Schwieriger wird es, wenn der nicht von einem professionellen Sicherheitsstab umgebene Lokalpolitiker glaubt, dass sein Amt ihn ermächtigt, sämtliche Notausgangsbeschilderung außer Kraft zu setzen oder aber das „Ego“ des Amtes zuschlägt. Wenn der OB seine Gäste unbedingt während der laufenden Veranstaltung mit dem PKW durch die Besuchermenge anfahren lassen möchte, ist Fingerspitzengefühl gefragt. Aber auch hier helfen meist profunde Argumente und – vor allem – eine gute Dokumentation.

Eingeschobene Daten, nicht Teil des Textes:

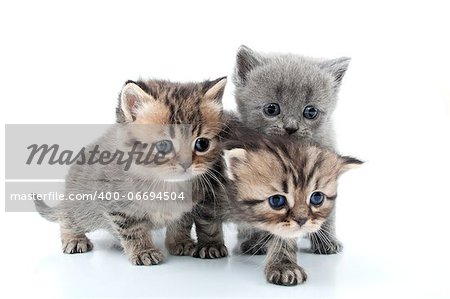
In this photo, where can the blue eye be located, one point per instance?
(277, 201)
(201, 144)
(316, 198)
(272, 109)
(164, 146)
(310, 112)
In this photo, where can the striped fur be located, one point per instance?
(257, 167)
(144, 103)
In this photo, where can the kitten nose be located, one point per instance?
(291, 129)
(301, 221)
(186, 164)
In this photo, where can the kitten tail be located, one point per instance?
(44, 210)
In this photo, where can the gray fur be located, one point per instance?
(293, 82)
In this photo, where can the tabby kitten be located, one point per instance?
(149, 112)
(292, 96)
(287, 189)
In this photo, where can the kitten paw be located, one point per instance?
(252, 247)
(182, 248)
(147, 257)
(210, 251)
(77, 245)
(326, 247)
(286, 274)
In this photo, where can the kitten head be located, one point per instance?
(286, 189)
(287, 94)
(180, 120)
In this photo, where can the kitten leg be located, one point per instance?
(135, 236)
(74, 242)
(325, 241)
(252, 241)
(210, 243)
(282, 267)
(178, 236)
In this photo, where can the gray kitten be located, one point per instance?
(292, 96)
(147, 114)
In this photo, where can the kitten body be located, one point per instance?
(292, 96)
(151, 112)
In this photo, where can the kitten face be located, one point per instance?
(288, 190)
(287, 94)
(182, 121)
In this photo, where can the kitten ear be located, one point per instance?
(348, 163)
(246, 61)
(132, 99)
(233, 158)
(215, 89)
(337, 67)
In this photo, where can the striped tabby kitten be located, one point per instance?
(145, 113)
(292, 96)
(287, 189)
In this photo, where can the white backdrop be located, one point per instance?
(66, 62)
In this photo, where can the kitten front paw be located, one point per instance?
(332, 246)
(185, 247)
(147, 257)
(77, 245)
(286, 274)
(210, 251)
(252, 247)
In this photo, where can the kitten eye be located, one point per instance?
(272, 109)
(201, 144)
(164, 146)
(310, 112)
(316, 198)
(277, 201)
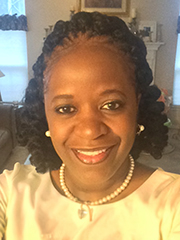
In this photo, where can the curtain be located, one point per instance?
(13, 63)
(176, 88)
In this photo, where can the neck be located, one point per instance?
(94, 192)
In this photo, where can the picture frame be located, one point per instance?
(110, 7)
(148, 30)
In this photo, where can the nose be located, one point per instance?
(91, 127)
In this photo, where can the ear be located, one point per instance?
(138, 98)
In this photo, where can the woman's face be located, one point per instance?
(91, 109)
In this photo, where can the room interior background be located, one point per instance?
(42, 14)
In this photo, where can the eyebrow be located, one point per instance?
(112, 91)
(62, 96)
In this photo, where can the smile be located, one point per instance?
(92, 156)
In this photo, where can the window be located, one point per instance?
(13, 57)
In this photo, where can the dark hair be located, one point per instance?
(32, 122)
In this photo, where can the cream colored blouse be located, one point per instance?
(31, 208)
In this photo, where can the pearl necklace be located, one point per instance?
(102, 200)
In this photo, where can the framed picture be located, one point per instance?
(148, 30)
(112, 7)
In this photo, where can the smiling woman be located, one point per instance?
(88, 113)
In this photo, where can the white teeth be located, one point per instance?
(91, 153)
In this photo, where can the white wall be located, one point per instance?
(42, 13)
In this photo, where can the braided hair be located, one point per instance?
(32, 124)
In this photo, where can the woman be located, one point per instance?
(90, 96)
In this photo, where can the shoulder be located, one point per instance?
(163, 188)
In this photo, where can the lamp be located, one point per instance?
(1, 75)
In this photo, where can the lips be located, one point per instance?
(92, 156)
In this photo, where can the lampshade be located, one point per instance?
(1, 74)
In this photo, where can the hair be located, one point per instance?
(31, 119)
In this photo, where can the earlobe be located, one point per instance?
(47, 133)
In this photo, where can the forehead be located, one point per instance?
(89, 54)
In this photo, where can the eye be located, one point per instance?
(67, 109)
(113, 105)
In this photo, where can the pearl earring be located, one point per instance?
(141, 129)
(47, 133)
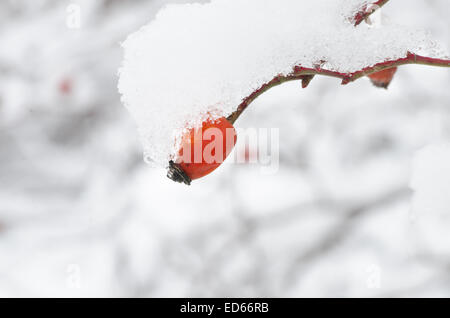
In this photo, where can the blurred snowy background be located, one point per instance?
(82, 215)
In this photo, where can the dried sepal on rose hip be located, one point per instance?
(202, 150)
(383, 78)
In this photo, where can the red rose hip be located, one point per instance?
(202, 150)
(383, 78)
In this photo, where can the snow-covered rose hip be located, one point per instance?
(383, 78)
(202, 150)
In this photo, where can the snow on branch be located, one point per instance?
(306, 74)
(367, 10)
(196, 61)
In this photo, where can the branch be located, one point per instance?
(367, 11)
(305, 75)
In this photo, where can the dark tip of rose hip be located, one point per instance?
(175, 173)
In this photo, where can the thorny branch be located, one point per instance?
(307, 74)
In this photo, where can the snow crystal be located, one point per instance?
(199, 60)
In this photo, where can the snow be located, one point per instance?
(431, 179)
(431, 201)
(198, 60)
(75, 194)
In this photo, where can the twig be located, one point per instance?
(368, 11)
(304, 74)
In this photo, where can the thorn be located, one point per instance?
(306, 80)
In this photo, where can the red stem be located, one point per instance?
(305, 74)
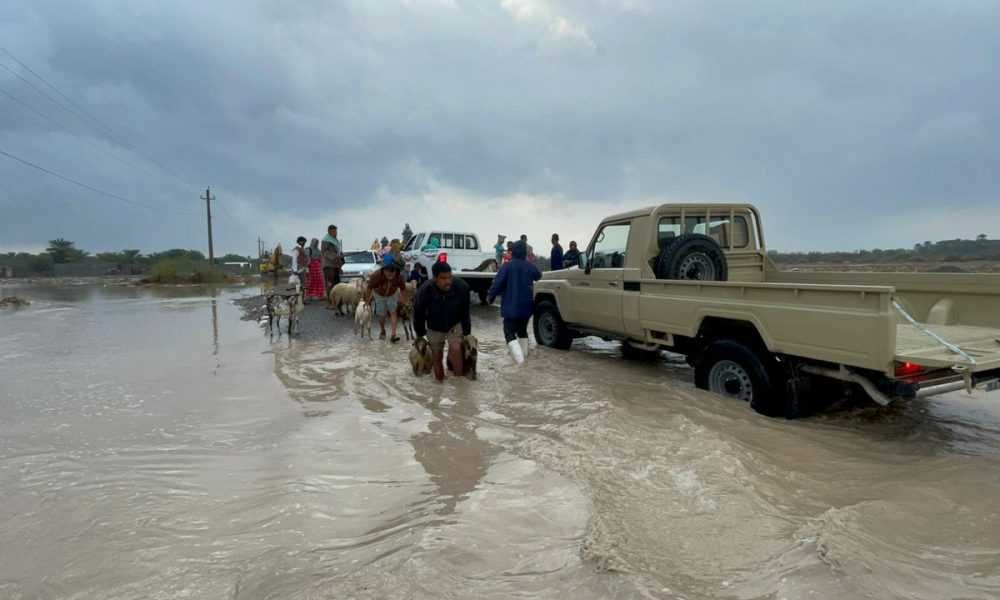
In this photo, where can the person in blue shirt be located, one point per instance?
(555, 259)
(499, 249)
(515, 283)
(418, 274)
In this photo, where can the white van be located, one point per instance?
(460, 250)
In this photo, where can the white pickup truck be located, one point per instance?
(468, 259)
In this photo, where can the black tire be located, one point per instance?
(692, 256)
(630, 352)
(730, 368)
(550, 330)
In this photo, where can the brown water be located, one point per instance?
(153, 445)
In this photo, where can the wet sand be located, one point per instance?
(154, 444)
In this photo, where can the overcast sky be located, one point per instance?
(850, 124)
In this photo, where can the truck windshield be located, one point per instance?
(608, 251)
(719, 228)
(359, 258)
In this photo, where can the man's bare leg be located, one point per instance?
(439, 365)
(455, 356)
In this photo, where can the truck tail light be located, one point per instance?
(906, 369)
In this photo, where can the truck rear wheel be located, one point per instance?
(694, 257)
(731, 369)
(550, 330)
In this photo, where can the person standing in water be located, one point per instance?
(385, 287)
(441, 312)
(515, 283)
(314, 282)
(333, 258)
(300, 260)
(499, 248)
(572, 256)
(531, 251)
(556, 257)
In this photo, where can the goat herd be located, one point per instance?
(346, 299)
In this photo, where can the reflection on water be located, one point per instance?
(140, 457)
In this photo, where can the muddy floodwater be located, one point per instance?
(153, 444)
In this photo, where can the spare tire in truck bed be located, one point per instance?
(692, 256)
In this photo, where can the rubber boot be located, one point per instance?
(515, 352)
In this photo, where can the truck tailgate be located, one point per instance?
(980, 344)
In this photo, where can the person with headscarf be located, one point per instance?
(333, 258)
(314, 281)
(515, 283)
(300, 261)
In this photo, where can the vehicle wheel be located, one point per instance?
(692, 256)
(632, 353)
(550, 330)
(729, 368)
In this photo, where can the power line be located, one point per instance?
(54, 88)
(78, 183)
(69, 130)
(81, 113)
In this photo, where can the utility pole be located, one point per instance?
(208, 207)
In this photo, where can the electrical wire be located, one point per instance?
(81, 184)
(82, 114)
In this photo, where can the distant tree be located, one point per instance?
(64, 251)
(130, 255)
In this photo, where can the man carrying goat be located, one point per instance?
(441, 312)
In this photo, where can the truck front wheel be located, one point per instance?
(731, 369)
(550, 330)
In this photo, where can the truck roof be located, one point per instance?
(651, 210)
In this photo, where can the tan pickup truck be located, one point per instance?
(696, 280)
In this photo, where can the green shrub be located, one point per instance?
(184, 270)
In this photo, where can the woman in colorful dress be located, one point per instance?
(316, 288)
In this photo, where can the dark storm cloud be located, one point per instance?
(850, 124)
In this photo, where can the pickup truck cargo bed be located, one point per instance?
(982, 344)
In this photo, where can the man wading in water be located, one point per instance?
(515, 283)
(441, 312)
(333, 259)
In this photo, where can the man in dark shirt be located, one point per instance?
(556, 257)
(441, 312)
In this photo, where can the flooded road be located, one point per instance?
(154, 445)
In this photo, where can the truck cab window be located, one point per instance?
(719, 228)
(608, 251)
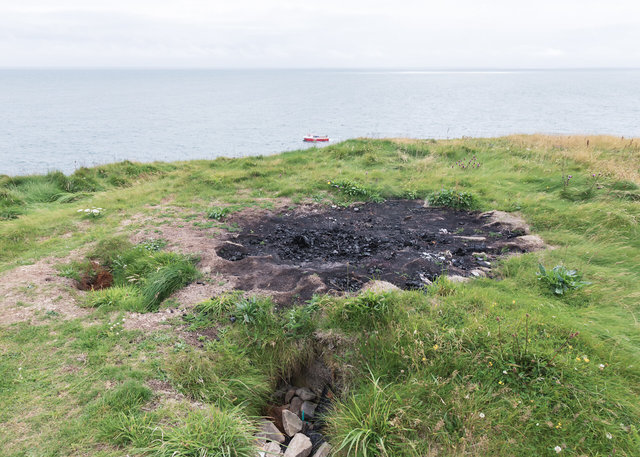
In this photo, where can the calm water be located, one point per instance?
(63, 119)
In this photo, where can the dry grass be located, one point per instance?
(611, 155)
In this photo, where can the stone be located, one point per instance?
(457, 278)
(271, 449)
(305, 394)
(308, 410)
(289, 395)
(296, 404)
(501, 219)
(275, 414)
(291, 423)
(270, 432)
(300, 446)
(379, 287)
(323, 450)
(526, 243)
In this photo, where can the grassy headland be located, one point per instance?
(490, 367)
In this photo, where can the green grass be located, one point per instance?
(489, 367)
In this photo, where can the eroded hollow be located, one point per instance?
(318, 249)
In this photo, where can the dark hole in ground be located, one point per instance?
(299, 407)
(96, 277)
(317, 249)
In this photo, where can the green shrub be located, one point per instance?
(299, 320)
(356, 190)
(211, 432)
(136, 429)
(162, 283)
(366, 424)
(453, 199)
(561, 279)
(254, 310)
(365, 310)
(218, 213)
(224, 377)
(125, 298)
(219, 307)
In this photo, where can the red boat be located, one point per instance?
(315, 138)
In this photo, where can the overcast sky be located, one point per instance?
(326, 33)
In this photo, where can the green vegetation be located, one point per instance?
(141, 277)
(489, 367)
(561, 279)
(453, 199)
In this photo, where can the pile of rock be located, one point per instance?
(295, 428)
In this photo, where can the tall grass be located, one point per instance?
(211, 432)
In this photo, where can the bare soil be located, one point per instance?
(315, 249)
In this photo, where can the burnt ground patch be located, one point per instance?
(318, 249)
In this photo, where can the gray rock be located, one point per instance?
(379, 287)
(270, 432)
(457, 278)
(305, 394)
(271, 449)
(296, 404)
(323, 450)
(291, 423)
(289, 395)
(309, 410)
(300, 446)
(501, 219)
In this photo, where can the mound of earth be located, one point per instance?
(402, 242)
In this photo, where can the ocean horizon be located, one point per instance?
(63, 119)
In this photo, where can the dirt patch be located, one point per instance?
(31, 289)
(315, 249)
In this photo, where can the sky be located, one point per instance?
(444, 34)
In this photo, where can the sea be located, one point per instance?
(69, 118)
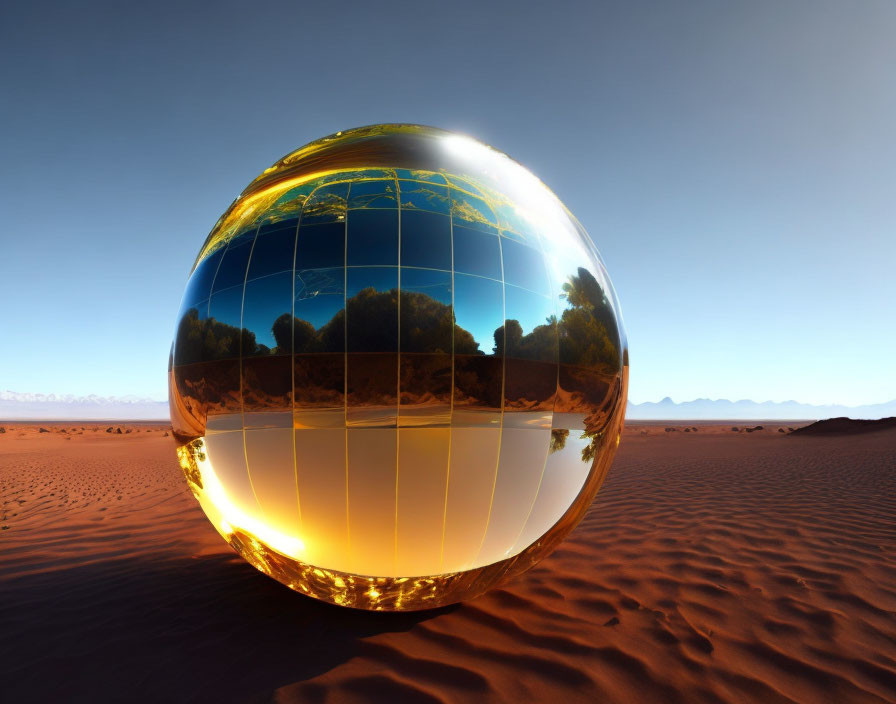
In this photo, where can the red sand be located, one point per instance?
(714, 566)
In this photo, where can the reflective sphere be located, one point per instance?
(399, 371)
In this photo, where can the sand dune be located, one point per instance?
(715, 565)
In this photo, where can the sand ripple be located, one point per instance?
(713, 568)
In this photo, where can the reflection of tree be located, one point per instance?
(202, 340)
(539, 345)
(588, 330)
(587, 333)
(558, 439)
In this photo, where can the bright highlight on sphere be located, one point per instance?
(399, 371)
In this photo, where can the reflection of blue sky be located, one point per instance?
(435, 284)
(381, 278)
(530, 309)
(319, 295)
(479, 308)
(266, 300)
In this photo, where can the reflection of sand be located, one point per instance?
(715, 566)
(392, 502)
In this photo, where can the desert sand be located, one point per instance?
(716, 565)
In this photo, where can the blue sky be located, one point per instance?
(734, 162)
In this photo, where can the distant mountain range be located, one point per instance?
(723, 409)
(24, 406)
(19, 406)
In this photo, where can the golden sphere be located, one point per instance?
(399, 372)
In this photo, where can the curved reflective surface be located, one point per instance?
(399, 371)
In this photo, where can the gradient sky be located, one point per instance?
(734, 162)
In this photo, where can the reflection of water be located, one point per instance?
(389, 501)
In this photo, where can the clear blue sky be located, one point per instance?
(734, 162)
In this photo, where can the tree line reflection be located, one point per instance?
(586, 333)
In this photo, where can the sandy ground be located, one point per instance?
(715, 566)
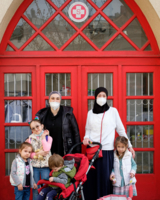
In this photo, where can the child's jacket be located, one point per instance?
(38, 143)
(126, 169)
(65, 174)
(18, 172)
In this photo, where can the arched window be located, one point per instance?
(43, 50)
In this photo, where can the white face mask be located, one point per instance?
(101, 101)
(55, 105)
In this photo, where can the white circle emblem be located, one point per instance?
(78, 12)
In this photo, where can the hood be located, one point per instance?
(20, 159)
(69, 163)
(127, 153)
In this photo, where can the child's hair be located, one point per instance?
(122, 140)
(24, 145)
(36, 119)
(55, 161)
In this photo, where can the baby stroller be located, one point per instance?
(75, 190)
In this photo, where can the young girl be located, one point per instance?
(124, 168)
(41, 142)
(21, 176)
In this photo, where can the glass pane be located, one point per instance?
(100, 80)
(9, 48)
(144, 162)
(139, 84)
(90, 8)
(99, 31)
(91, 104)
(58, 31)
(21, 33)
(15, 135)
(58, 82)
(18, 111)
(79, 44)
(9, 157)
(58, 3)
(39, 12)
(136, 33)
(141, 136)
(119, 44)
(148, 48)
(64, 102)
(17, 85)
(140, 110)
(118, 11)
(38, 44)
(99, 3)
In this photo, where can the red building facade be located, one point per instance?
(44, 50)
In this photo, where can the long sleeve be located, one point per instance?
(47, 144)
(87, 128)
(62, 178)
(14, 173)
(133, 166)
(75, 132)
(120, 128)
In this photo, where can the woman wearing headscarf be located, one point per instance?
(98, 182)
(62, 125)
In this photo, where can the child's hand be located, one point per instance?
(46, 132)
(20, 187)
(131, 175)
(35, 186)
(51, 179)
(112, 176)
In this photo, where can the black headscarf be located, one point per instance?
(97, 108)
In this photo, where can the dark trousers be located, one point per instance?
(47, 193)
(98, 182)
(22, 194)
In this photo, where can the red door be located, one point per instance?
(59, 78)
(18, 105)
(141, 119)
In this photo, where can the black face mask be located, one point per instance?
(97, 108)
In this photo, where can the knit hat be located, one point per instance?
(55, 92)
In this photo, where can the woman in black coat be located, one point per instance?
(62, 125)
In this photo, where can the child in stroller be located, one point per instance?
(63, 172)
(75, 190)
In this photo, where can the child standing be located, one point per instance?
(41, 142)
(21, 176)
(124, 168)
(63, 172)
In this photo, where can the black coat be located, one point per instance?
(70, 131)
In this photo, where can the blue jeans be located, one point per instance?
(38, 173)
(22, 194)
(47, 193)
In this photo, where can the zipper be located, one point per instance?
(63, 133)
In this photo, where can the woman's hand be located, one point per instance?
(86, 141)
(132, 151)
(46, 132)
(51, 179)
(42, 153)
(20, 187)
(35, 186)
(131, 175)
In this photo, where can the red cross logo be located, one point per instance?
(78, 12)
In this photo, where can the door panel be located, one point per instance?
(62, 79)
(140, 120)
(18, 105)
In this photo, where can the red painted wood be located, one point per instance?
(79, 64)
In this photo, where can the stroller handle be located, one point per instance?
(70, 151)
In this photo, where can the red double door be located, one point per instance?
(132, 90)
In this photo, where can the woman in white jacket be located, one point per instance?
(98, 183)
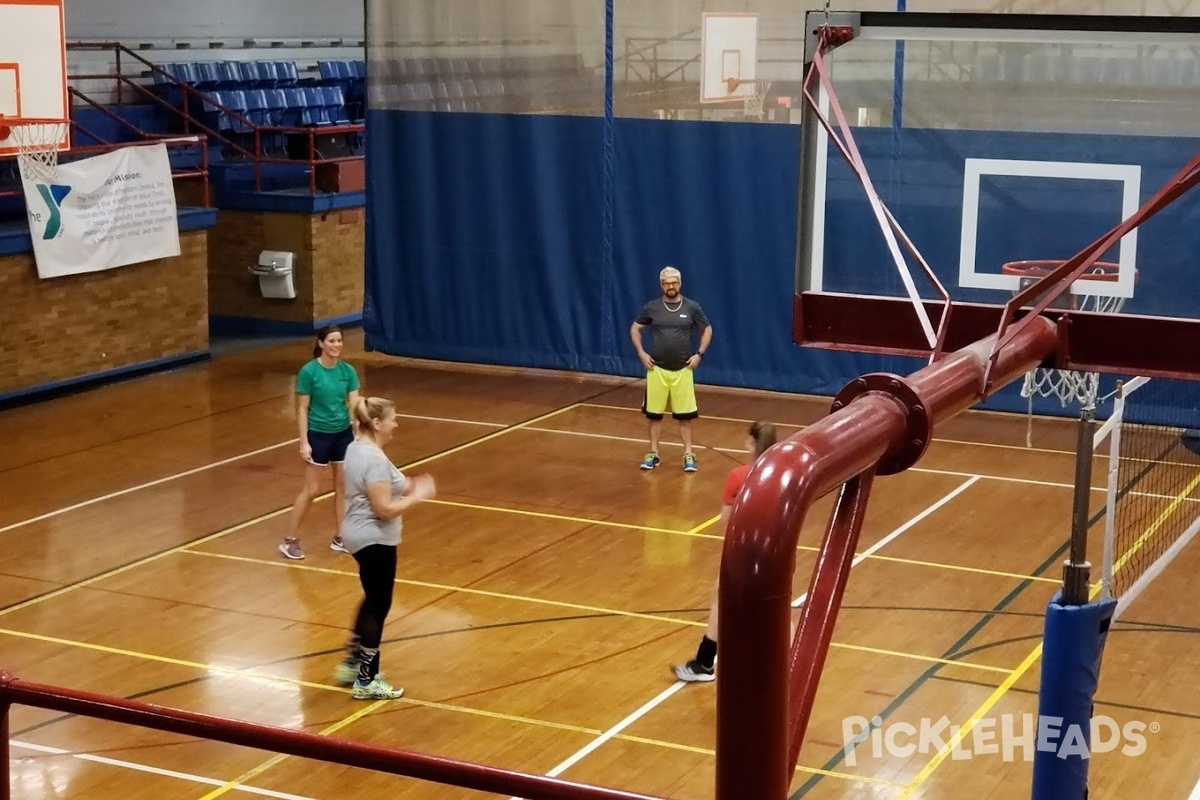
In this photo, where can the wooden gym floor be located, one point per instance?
(540, 599)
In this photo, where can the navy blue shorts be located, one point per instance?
(329, 447)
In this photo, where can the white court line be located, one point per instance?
(612, 732)
(153, 770)
(490, 425)
(675, 687)
(213, 465)
(143, 486)
(874, 548)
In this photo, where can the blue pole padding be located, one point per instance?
(1072, 648)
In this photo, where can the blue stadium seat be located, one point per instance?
(287, 73)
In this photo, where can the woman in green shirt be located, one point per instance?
(327, 389)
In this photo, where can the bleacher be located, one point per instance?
(264, 94)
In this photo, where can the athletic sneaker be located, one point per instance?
(291, 548)
(377, 690)
(694, 672)
(347, 672)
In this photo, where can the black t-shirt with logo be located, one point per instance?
(671, 330)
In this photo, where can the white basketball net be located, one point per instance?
(753, 103)
(37, 145)
(1067, 385)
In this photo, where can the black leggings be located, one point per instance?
(377, 572)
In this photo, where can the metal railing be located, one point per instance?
(282, 740)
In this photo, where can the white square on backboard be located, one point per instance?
(1129, 175)
(727, 40)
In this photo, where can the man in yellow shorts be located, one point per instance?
(673, 322)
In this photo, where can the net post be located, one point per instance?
(1110, 501)
(1077, 571)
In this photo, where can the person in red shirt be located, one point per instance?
(702, 667)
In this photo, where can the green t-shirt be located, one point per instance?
(327, 390)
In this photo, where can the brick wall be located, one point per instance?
(339, 256)
(328, 270)
(234, 246)
(84, 324)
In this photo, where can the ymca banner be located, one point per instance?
(105, 211)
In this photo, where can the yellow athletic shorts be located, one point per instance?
(673, 390)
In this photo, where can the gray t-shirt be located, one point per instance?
(671, 330)
(364, 464)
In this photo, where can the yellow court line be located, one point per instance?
(558, 603)
(276, 759)
(1036, 654)
(544, 515)
(711, 521)
(697, 531)
(491, 435)
(442, 587)
(406, 701)
(167, 660)
(808, 770)
(270, 515)
(913, 656)
(1167, 513)
(795, 425)
(961, 733)
(289, 681)
(957, 567)
(149, 559)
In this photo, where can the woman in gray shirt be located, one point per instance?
(376, 495)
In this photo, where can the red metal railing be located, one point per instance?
(880, 425)
(127, 88)
(282, 740)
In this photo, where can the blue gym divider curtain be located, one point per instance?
(526, 182)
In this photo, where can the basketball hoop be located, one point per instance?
(37, 144)
(1067, 385)
(754, 102)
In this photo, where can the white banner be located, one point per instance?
(106, 211)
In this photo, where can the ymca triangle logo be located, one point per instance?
(53, 196)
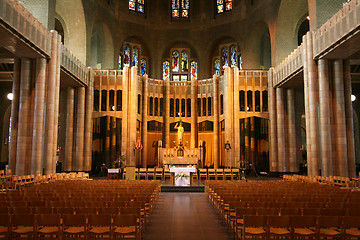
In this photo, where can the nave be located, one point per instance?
(187, 216)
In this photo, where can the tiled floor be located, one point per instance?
(185, 216)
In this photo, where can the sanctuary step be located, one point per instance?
(182, 189)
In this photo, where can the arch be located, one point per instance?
(101, 47)
(290, 13)
(73, 20)
(257, 51)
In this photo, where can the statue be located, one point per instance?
(180, 129)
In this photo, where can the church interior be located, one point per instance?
(205, 93)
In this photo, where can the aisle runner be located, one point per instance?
(185, 216)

Unterschiedliche Auslegungen des Versammlungsrechts
Spannender wird das Thema, wenn es um politische Inhalte geht, und Fragen der Veranstaltungssicherheit entweder politisch instrumentalisiert oder ignoriert werden. Auch das Versammlungsrecht, das unbestritten ein hohes Gut ist, macht – je nach Auslegung – Dinge schwierig oder möglich. So wurde in 2016 ein im Rheinenergie-Stadion geplantes Kurdenfest „aus Sicherheitsgründen“ abgesagt(1) – erlaubt wurde stattdessen aber eine Demonstration in gleicher Größenordnung mit den gleichen handelnden Personen. Dies ist insofern bemerkenswert, da die Stadionveranstaltung mit dem Verweis auf eine Gefährdung der öffentlichen Sicherheit abgesagt wurde.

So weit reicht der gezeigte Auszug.